空气安静了几秒,方橙擡起头主动看向纪星,刚想开口说话的时候,没想到,纪星竟然将视线移开了,他像是没有发现方橙一样,无视了茶几上放的东西,也无视了坐在那里的方橙,偏过头,转身便要往卧室的方向走。

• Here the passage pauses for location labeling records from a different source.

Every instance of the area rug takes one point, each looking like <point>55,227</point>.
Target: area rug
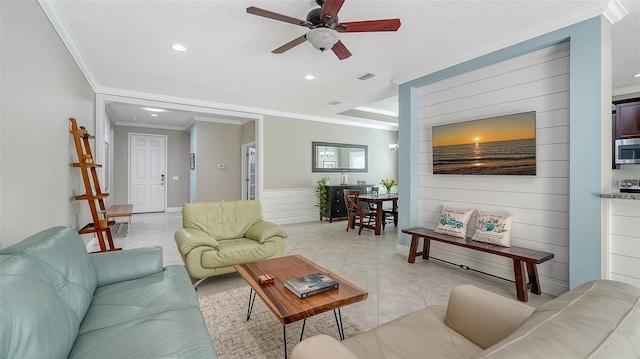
<point>261,337</point>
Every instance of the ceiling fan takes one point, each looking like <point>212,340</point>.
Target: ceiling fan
<point>324,27</point>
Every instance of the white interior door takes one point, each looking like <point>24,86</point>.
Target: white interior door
<point>147,154</point>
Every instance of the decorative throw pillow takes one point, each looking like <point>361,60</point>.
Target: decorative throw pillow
<point>453,221</point>
<point>494,228</point>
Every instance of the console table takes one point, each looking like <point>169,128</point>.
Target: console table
<point>335,206</point>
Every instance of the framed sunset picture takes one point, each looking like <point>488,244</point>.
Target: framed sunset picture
<point>503,145</point>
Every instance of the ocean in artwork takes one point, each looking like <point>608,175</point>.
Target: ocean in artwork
<point>512,157</point>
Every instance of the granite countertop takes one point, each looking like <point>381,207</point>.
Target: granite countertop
<point>619,195</point>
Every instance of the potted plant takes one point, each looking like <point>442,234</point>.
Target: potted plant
<point>321,193</point>
<point>388,183</point>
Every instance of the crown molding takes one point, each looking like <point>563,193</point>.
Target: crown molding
<point>148,125</point>
<point>181,103</point>
<point>614,11</point>
<point>53,12</point>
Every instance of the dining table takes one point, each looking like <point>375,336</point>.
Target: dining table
<point>378,200</point>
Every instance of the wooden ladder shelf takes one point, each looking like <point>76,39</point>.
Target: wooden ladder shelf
<point>100,225</point>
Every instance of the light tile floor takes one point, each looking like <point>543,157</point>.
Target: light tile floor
<point>395,286</point>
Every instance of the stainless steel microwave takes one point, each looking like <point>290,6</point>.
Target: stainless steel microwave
<point>627,151</point>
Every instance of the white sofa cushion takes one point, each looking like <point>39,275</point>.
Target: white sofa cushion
<point>421,334</point>
<point>471,310</point>
<point>599,319</point>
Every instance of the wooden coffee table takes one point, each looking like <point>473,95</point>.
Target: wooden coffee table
<point>285,305</point>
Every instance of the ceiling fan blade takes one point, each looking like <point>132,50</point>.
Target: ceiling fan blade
<point>275,16</point>
<point>330,8</point>
<point>340,50</point>
<point>370,25</point>
<point>293,43</point>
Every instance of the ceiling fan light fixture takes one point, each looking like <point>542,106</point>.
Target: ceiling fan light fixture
<point>179,47</point>
<point>322,38</point>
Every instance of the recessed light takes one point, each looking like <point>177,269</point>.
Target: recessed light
<point>179,47</point>
<point>151,109</point>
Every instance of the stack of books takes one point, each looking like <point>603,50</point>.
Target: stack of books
<point>311,284</point>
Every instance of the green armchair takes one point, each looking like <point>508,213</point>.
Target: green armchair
<point>215,236</point>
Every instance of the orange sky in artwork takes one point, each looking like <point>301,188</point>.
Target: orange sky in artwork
<point>503,128</point>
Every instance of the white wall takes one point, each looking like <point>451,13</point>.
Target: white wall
<point>41,88</point>
<point>535,82</point>
<point>624,241</point>
<point>289,184</point>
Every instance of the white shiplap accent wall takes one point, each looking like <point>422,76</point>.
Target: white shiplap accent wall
<point>285,206</point>
<point>534,82</point>
<point>624,245</point>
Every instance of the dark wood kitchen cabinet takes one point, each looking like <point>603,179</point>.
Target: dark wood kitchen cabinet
<point>627,119</point>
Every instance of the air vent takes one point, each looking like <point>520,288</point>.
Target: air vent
<point>365,76</point>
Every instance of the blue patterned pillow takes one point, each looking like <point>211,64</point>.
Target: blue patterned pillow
<point>494,228</point>
<point>453,221</point>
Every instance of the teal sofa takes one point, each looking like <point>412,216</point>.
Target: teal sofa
<point>57,301</point>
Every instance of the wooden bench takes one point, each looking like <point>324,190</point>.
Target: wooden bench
<point>519,255</point>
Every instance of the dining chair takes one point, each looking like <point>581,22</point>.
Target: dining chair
<point>356,212</point>
<point>390,213</point>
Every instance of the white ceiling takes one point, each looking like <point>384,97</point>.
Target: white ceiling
<point>124,49</point>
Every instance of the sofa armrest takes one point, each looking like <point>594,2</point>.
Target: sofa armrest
<point>483,317</point>
<point>263,230</point>
<point>322,346</point>
<point>190,238</point>
<point>119,266</point>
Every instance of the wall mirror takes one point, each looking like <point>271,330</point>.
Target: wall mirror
<point>338,157</point>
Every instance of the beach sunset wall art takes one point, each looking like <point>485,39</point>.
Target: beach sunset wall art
<point>504,145</point>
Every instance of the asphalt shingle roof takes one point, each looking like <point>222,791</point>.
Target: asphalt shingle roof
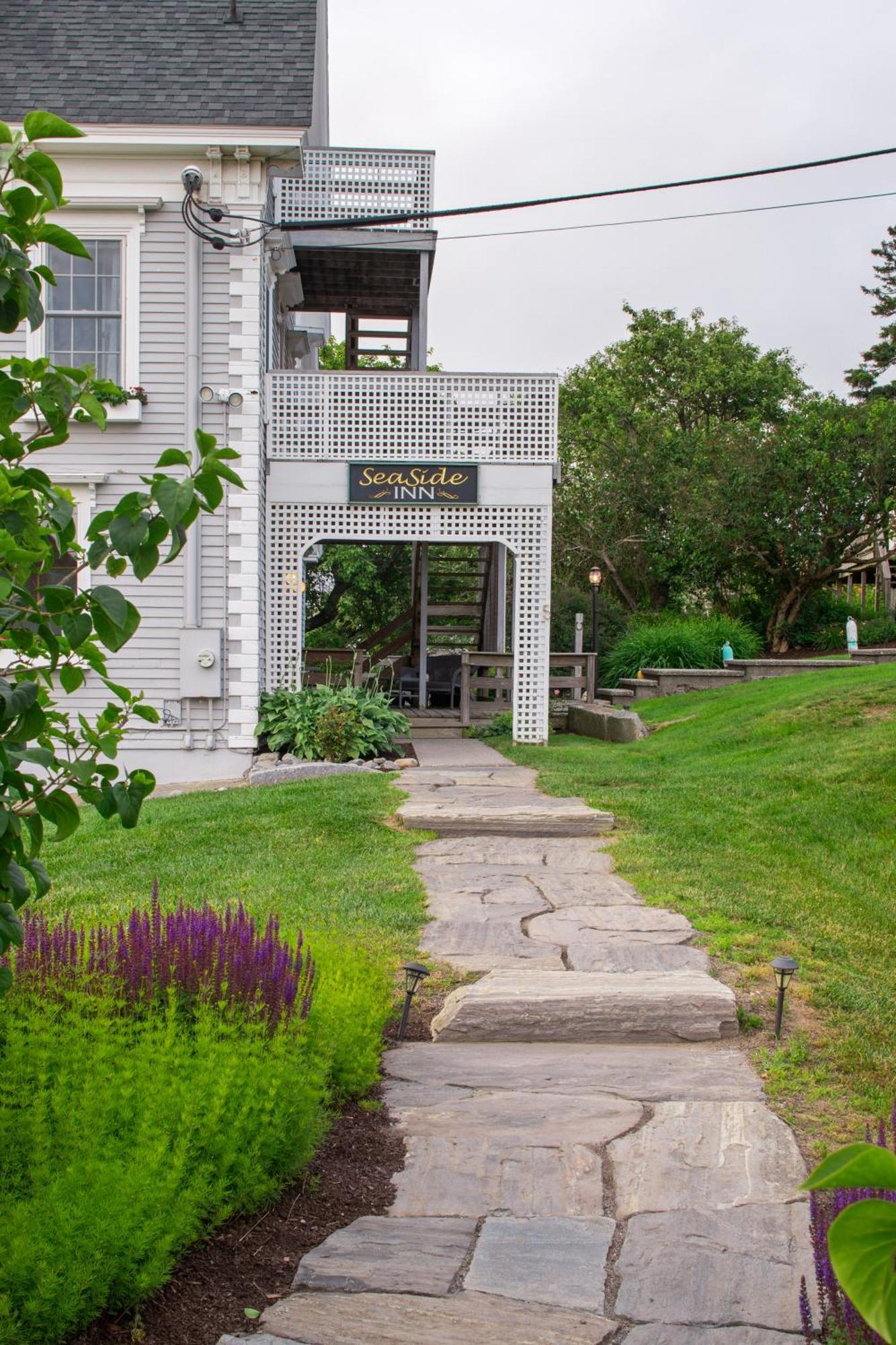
<point>150,63</point>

方橙望着那背影愣了半秒,然后不经思考地喊了句:“纪星。”
黑色的背影停了下来,转身显得缓慢,开口的声线也显得有些不耐烦:
“什麽事?”
方橙被纪星这句话的语气定住了。
从今天下午发现这包糖开始,一直到现在,方橙坐在沙发上,一遍又一遍地想,他脑海里过了无数种可能,一颗心随着秒针转动的声音悬起又落下了几千次,没有人知道他经历了怎样的煎熬。
最后,他将两袋东西拿出了储物间,放在了客厅的茶几上,看了眼窗外的天色,漫天的雨声里,江城已经进入了黑夜。
最后一次,就当是最后一次吧,方橙对自己说。
就像长跑的运动员会清楚,最后的几公里总是最艰难的。他不想带着遗憾和疑问离开这段长跑,他要问清楚纪星,为什麽要保存着这两个袋子,为什麽要说那些话。
哪怕只有一丝希望和可能,他也想在末日前努力抓住一回。
他其实不知道纪星会不会回来,方橙自己很久没有回过家,纪星应该也是,何况今天还下着很大的雨。
方橙就坐在沙发上,一颗心被放在火上炙烤,不得安宁。
直到电子锁的声音响起,方橙几乎抑制不住自己直接起身的沖动。
一切都在和他想象中那样进行,纪星看到了茶几上的包装袋,也看到了坐在这里等着他开口的自己。
可,刚刚,方橙望着纪星意欲忽视自己转身向宿舍,又转过头落向自己的那个目光,满腔的疑问和话语却全堵在了喉间。
纪星的眼神里是冰冷的,语气中地不耐是明显的,躲避他的举动是刻意的。
他甚至没有在那个包装袋上停留多几秒,就像是看垃圾一样看了它们一眼。
方橙安静了好几秒,在纪星以为他不会再说什麽又準备转身的时候,他开了口,指着茶几上可怜的那两袋果糖:
“今天我收拾小仓库,找到了这个。”
“嗯。”纪星的声音仍旧冰凉,一个字也没有多给。
“你为什麽要留着它们。”
纪星似乎没有想到方橙真的会开口问,他听到这句后,将身子彻底地转了过来,压迫的身影像这边走了几步,停在了茶几旁。
纪星还是没有看桌子上的东西,而是看向了正目光灼灼,带着几分愠怒望着他的方橙。
半晌后,他似乎长长地吸了一口气,严肃着脸,沉声道:
“你想听我回答什麽呢?”
方橙没有回答,也没有办法回答,他起脸望着纪星。这一次,眼眶里的红晕和泪影他藏不住,也不想藏。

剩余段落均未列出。